LONDON (CelebrityAccess) — ILMC 35 kicked off in London on Tuesday with some of the leading figures in the live entertainment industry addressing some of the live sectors most pressing issues.
According to IQ Magazine, the conference opened with the annual Open Forum Session, which was hosted this year by CAA’s Maria May.
Topics on tap during the session, included ticket prices, with many of the panelists noting that tickets for the top tours had gone up by more than 10% across the board in the last year with Herman Schueremans of Live Nation Belgium conceding that many in the industry had not expected such sharp price increases.
“You cannot avoid rising costs – you have to live with it and deal with it. It might mean we have to work harder but earn less. Making a profit is important, but it’s not the most important,” he said.
Panelists also addressed the controversial subject of dynamic pricing, with Concerts West John Meglen noting that “Most shows do not sell out, but at the very high end it’s a very simple supply and demand issue [and] dynamic pricing is a business decision. If you sell a ticket for $100 but then watch it be resold for $500, the artist should be receiving that money, not the tout.”
Meglen went on to note that in his view, blaming the ticket system for any issues was just shifting responsibility.
It’s up to us to set those business rules – we cannot be blaming the ticketing systems, he said. “We have an issue of pricing, and we have a resale issue. We need to make sure that the money [remains] in our business. If we’re getting market value for our tickets, the artists are going to earn more and it’s not someone outside business making the money.”

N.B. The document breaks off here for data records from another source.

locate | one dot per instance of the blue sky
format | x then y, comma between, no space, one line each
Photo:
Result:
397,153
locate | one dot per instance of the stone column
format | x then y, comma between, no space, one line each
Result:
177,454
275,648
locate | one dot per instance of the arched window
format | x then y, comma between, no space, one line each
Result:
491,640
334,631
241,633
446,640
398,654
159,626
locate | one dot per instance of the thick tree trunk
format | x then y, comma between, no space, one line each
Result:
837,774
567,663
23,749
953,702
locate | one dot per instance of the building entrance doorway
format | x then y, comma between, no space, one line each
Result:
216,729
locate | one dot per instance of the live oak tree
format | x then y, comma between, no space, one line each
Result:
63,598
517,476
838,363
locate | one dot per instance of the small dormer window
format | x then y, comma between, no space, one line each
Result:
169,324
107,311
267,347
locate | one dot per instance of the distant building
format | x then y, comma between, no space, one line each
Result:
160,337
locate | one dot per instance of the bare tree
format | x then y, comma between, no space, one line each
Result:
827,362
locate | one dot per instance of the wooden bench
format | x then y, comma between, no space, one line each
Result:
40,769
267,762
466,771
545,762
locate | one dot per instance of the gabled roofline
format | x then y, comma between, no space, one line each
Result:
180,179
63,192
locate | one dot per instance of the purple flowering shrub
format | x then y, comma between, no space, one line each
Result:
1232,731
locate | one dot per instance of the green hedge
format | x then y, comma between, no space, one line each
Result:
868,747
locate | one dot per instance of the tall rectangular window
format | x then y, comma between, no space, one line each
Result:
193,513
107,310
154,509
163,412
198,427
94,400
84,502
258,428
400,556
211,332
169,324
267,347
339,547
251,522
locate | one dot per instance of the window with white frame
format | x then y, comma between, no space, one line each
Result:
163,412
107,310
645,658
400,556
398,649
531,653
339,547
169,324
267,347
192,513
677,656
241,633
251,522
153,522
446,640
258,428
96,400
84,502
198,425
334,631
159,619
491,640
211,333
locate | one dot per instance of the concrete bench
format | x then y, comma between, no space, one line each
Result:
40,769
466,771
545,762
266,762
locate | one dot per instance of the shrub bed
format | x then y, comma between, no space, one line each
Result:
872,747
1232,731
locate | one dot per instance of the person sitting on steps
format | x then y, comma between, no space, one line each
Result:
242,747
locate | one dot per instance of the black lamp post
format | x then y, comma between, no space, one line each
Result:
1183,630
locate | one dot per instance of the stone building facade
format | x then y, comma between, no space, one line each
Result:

Other panelists in the open section touched on the challenges faced by the next generation of artists and ensuring the health of the grassroots end of the live industry amid the era of large stadium shows.
UTA’s Obi Asika downplayed the impact of stadiums and expressed concern for their impact on festivals. “I’m more worried about the stadium effect on festivals. But I don’t see it as an issue; it’s just different,” he said.
Q Prime Management’s Tara Richardson added that she doesn’t care for stadium shows but noted their importance in the post pandemic world.
“I hate stadium shows: there’s no atmosphere until after the sun goes down.” she said before adding, “There’s a whole generation of ticket buyers who have skipped sweaty clubs because they have been stuck indoors during the pandemic.”